Voici donc le grand programme révisé : La Russie survit à la guerre financière parce que l’UE continue d’acheter du gaz et de l’énergie à la Russie. Le mème dit : “L’Union européenne – et plus particulièrement l’Allemagne – finance la guerre gratuite de Poutine.” “Poutine ne devrait pas arriver dans l’euro !”.
N’est-ce pas simplement une évolution des objectifs de l’Occident pour février ? Non, car la stratégie du “boycott énergétique russe” ne consiste pas à laisser le temps à la “guerre des trésors” de porter ses fruits, elle signifie “rideaux sur l’Europe” bien sûr, et sur l’Allemagne très clairement. Et ainsi de suite.
Il n’y a aucun moyen pour l’Europe de remplacer l’énergie russe par d’autres sources dans les années à venir.
Mais les dirigeants européens, consumés par la frénésie d’un déluge d’images horribles en provenance d’Ukraine – et par le sentiment que le “monde libéral” doit à tout prix empêcher toute perte dans le conflit ukrainien – semblent prêts à se lancer dans ce “porc entier”. Le blocage du pouvoir pourrait se produire très bientôt.
Mais voici le problème : les États-Unis peuvent voir leur “guerre” d’attrition échouer. L’armée ukrainienne est encerclée et sera bientôt achevée (d’une manière ou d’une autre).
Ainsi, la question n’est plus de savoir si la guerre d’attrition peut donner plus de temps aux sanctions pour mordre sur le peuple russe. La guerre du trésor a également échoué (pour des raisons complexes liées au fait que la Banque de Russie lie le rouble à l’or, et le rouble à l’énergie).
Là encore, ce sont les conséquences économiques/financières qui changent la donne. L’inflation augmente en Europe, et elle va augmenter. L’opinion publique est également en train de changer : un sondage a révélé que “le soutien de l’opinion publique aux sanctions russes diminue à mesure que la crise du coût de la vie commence à se manifester”. La proportion de l’opinion publique qui accepterait une hausse des prix du carburant en raison de sanctions occidentales sévères à l’encontre de la Russie a chuté de 14 points par mois, passant de 50 % en mars à 36 % cette semaine.
Les délais ne s’estompent plus : Les sanctions européennes (en théorie) ont besoin de plus de temps. Or, l’Occident n’a pas le temps.
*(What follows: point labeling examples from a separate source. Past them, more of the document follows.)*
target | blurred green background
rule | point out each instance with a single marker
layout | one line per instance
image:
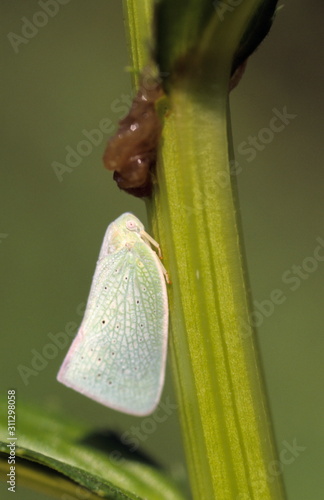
(67, 78)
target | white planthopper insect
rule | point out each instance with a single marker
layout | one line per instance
(118, 355)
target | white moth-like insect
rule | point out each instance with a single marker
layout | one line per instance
(118, 355)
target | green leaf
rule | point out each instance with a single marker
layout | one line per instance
(96, 460)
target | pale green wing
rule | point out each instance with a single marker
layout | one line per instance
(118, 356)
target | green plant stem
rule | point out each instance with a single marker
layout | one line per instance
(225, 424)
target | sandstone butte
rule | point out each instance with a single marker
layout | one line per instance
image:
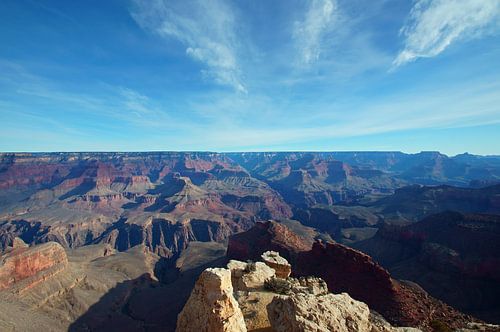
(23, 267)
(250, 297)
(347, 270)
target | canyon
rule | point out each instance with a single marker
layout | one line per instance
(412, 236)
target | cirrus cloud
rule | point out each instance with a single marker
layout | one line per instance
(433, 25)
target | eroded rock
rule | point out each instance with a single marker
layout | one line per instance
(279, 264)
(212, 306)
(31, 265)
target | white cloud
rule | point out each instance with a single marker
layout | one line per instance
(435, 24)
(309, 33)
(206, 28)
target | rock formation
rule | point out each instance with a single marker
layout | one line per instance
(350, 271)
(264, 301)
(278, 263)
(212, 306)
(23, 267)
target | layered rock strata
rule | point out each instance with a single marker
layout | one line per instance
(259, 300)
(212, 306)
(23, 267)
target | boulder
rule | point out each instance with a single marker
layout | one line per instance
(279, 264)
(212, 306)
(303, 312)
(23, 267)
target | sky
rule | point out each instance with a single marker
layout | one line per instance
(250, 75)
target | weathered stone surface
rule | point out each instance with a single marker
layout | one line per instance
(306, 312)
(279, 264)
(212, 306)
(31, 265)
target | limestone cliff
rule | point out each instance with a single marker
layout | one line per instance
(251, 296)
(212, 306)
(23, 267)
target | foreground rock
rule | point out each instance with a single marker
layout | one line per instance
(262, 301)
(212, 306)
(346, 270)
(279, 264)
(23, 267)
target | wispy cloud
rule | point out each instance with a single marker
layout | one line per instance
(309, 32)
(206, 28)
(433, 25)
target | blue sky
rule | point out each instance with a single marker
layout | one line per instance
(250, 75)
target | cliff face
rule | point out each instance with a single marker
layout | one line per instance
(23, 267)
(162, 200)
(454, 256)
(348, 270)
(212, 306)
(250, 296)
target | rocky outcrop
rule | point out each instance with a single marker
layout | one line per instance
(249, 276)
(307, 312)
(23, 267)
(278, 263)
(453, 256)
(212, 306)
(263, 237)
(350, 271)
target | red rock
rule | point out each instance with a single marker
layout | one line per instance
(31, 265)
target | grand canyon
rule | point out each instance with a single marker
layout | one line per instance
(117, 241)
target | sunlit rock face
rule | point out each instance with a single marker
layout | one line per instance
(29, 266)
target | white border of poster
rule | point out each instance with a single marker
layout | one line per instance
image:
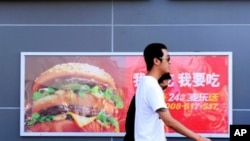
(121, 134)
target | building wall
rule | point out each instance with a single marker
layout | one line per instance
(119, 26)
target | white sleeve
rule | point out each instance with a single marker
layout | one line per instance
(155, 97)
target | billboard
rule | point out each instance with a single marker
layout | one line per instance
(88, 94)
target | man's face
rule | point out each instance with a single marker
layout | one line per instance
(165, 61)
(164, 84)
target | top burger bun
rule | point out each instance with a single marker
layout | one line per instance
(74, 69)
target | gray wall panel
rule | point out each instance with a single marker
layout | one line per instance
(181, 12)
(55, 12)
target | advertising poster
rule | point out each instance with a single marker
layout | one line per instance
(88, 94)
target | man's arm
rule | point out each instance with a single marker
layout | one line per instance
(169, 121)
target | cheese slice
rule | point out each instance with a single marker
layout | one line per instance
(82, 121)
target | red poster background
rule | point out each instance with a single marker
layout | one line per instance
(202, 116)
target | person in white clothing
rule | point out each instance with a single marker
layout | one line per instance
(151, 110)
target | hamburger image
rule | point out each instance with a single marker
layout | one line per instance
(73, 97)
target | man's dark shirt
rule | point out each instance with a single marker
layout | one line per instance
(130, 121)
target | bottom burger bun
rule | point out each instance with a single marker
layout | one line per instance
(70, 126)
(74, 95)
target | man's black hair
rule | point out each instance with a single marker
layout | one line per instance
(153, 50)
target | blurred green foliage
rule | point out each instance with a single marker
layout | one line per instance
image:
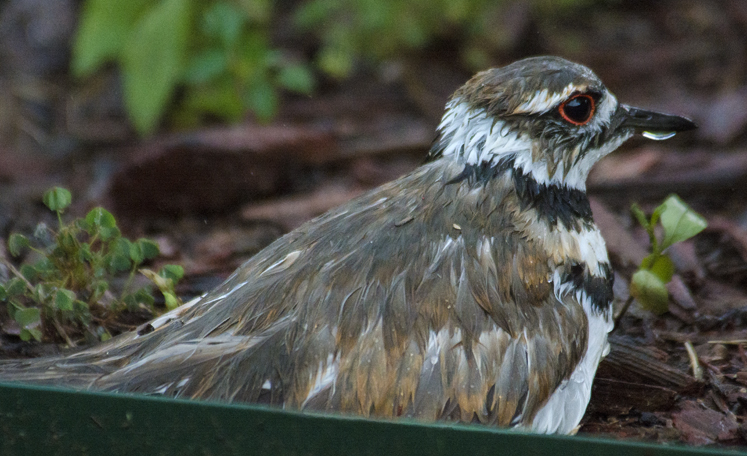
(66, 287)
(222, 55)
(218, 50)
C’est l’inflation qui grignote le “maintenant” (et qui retourne le sentiment européen contre le projet ukrainien). La dernière chose que l’establishment européen souhaite est un “printemps européen” (par opposition au printemps arabe).
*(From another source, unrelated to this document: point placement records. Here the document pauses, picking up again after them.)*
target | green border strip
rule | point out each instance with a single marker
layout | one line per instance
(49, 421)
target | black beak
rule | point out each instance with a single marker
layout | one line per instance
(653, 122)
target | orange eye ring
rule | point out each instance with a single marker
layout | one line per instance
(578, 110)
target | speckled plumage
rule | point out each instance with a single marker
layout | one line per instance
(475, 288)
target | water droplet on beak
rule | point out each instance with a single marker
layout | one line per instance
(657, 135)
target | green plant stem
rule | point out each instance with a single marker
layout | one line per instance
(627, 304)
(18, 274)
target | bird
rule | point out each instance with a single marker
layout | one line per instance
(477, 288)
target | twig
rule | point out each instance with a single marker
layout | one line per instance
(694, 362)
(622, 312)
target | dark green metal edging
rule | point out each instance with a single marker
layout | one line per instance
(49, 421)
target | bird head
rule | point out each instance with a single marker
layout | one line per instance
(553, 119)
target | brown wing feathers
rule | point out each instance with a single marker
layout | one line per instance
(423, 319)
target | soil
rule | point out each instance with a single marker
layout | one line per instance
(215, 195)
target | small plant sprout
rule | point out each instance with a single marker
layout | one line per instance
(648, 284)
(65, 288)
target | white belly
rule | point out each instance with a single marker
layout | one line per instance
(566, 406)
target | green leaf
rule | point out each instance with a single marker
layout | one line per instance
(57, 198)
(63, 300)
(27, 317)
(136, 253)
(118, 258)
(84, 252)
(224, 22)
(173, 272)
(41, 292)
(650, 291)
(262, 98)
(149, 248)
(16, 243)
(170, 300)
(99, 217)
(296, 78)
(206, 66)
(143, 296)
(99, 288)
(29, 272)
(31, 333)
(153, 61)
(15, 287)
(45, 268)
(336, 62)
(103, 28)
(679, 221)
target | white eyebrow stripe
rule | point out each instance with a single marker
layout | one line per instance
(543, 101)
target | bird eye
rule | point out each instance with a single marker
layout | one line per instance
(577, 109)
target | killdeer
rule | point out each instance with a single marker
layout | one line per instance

L’Occident est confronté à un choix difficile : Le soutien de l’opinion publique au projet ukrainien risque de s’éroder, au moment même où les faits sur le terrain montrent clairement que “l’ordre libéral européen” ne sera pas sauvé de la désintégration – par l’Ukraine.
Cependant, l’opinion publique a été gonflée pour croire que sans une victoire de l’Ukraine européenne. Sans la défaite absolue et l’humiliation de la Russie, le monde libéral ne peut pas vivre. Ainsi, nous entendons des lèvres du haut représentant de l’UE, Borrell, que l’Ukraine ne peut être dissoute que par des moyens militaires. Ce qu’il pourrait dire, c’est que l’Occident doit aller jusqu’aux extrêmes, avant que l’inflation ne gâche le plan. L’escalade ou l’échec existentiel.